The L-3/Air Tractor Longsword light attack/surveillance aircraft has made its public debut at the show, adorned with an array of weapons that could potentially be integrated on to the type.
Standing on the L-3 static next to the company’s Spydr II special mission aircraft, the modified AT-802L trades out the fertiliser/water capacity of the commercial variant to carry a Wescam MX-15 electro-optical/infrared sensor pod and a number of armaments under each wing and on the belly.
Four examples were delivered in a solely intelligence, surveillance and reconnaissance (ISR) configuration to an undisclosed launch customer in 2016, and the company is now seeking the next customer for the Longsword.

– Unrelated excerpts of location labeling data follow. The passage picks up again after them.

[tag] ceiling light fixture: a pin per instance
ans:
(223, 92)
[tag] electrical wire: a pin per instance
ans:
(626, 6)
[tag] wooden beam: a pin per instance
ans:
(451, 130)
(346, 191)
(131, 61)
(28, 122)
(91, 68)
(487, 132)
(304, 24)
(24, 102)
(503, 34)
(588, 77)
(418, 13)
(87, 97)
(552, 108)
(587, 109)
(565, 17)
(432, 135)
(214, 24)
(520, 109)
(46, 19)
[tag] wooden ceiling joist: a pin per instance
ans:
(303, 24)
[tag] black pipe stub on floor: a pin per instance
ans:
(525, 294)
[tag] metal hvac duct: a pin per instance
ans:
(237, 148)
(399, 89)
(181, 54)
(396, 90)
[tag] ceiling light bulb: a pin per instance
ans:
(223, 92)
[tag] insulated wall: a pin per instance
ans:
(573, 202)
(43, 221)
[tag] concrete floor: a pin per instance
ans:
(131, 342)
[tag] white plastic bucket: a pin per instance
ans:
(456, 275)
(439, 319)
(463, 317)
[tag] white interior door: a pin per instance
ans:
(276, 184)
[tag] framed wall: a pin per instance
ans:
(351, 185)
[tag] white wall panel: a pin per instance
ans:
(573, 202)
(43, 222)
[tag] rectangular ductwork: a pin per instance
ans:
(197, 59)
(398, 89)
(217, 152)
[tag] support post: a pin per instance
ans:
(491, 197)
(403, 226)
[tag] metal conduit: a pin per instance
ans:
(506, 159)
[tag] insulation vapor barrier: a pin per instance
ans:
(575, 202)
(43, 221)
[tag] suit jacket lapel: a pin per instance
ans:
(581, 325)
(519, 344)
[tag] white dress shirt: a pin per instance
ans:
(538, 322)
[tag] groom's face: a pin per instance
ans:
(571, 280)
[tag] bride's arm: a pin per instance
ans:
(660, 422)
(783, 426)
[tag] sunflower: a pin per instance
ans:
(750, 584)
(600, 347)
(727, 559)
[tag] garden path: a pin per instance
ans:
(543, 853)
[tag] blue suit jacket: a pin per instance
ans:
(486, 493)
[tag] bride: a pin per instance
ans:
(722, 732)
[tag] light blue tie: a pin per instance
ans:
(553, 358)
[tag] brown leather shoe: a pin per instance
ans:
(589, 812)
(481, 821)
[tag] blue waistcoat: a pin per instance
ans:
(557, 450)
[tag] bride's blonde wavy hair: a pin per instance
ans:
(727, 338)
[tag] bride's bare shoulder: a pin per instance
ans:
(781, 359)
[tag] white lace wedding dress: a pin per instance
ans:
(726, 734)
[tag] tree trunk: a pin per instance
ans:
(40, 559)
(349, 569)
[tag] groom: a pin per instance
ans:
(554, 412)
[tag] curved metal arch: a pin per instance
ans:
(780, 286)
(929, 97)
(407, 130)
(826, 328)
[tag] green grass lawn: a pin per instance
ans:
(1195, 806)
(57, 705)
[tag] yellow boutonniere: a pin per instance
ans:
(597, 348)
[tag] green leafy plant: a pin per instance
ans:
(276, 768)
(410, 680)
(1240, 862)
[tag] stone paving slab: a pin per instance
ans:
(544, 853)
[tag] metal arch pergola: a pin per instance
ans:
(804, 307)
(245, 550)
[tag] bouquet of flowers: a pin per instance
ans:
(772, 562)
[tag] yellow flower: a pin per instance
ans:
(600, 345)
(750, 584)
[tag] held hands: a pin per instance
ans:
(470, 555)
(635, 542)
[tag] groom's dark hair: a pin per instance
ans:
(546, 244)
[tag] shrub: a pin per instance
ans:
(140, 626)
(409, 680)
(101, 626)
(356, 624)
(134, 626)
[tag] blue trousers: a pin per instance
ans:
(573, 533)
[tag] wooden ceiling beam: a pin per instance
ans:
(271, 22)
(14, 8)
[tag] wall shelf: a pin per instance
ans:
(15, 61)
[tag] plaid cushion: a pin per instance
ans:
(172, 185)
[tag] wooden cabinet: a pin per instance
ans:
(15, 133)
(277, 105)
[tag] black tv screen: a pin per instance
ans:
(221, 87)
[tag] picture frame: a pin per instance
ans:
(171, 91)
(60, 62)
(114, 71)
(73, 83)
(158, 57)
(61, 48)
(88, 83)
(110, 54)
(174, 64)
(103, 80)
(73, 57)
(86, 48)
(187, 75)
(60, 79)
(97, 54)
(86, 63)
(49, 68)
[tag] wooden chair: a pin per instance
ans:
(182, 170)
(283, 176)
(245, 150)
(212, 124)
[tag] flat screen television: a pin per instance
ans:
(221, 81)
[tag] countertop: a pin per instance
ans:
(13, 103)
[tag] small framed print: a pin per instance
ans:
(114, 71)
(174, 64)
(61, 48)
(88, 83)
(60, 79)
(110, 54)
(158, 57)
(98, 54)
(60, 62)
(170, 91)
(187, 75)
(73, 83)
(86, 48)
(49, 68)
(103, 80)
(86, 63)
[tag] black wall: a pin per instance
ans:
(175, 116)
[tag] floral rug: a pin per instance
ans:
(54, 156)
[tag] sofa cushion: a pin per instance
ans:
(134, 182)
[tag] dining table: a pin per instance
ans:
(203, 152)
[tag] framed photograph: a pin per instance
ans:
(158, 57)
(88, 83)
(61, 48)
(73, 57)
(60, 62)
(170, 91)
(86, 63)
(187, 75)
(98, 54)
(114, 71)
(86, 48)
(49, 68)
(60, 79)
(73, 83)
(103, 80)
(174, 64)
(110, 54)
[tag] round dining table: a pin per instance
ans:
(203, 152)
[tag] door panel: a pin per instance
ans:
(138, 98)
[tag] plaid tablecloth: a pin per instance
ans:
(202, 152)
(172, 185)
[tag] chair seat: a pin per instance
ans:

A sale of 12 examples to Kenya has been authorised by the US State Department, but negotiations remain at a government-to-government level, and
James Wise, business development manager for platforms integration at L-3 Technologies, tells Flight Daily News that a letter of agreement is still pending.
Wise notes that export is the primary market for the type, and the first delivery to a customer could be made within 18 months of a contract signing.
“We’re not targeting the NATO customers,” Wise says. “It’s a very simple airplane with some very sophisticated features.”
Longsword has a maximum take-off weight of 7,257kg (16,000lb), of which 6,300lb is payload, and is powered by a Pratt & Whitney PT657 engine that is also used on the Embraer Super Tucano. It has a wet wing and can fly for some 10h in an ISR configuration.
Meanwhile, the Spydr II – a modified version of the King Air 350-derived Spydr that was deployed by the US Air Force in Afghanistan – is still awaiting a launch customer.
L-3 has delivered 60 King Air-modified special mission aircraft to US and international forces – including 37 to the USAF under its Project Liberty, and a number to the US Army under its Enhanced Medium Altitude Reconnaissance and Surveillance System programme – and introduced the second variant, with a roll on/roll off sensor capability, at the Farnborough air show in 2016.
The company says a US customer is the initial target market for the rapid-change payload version, although there are no official requirements at present.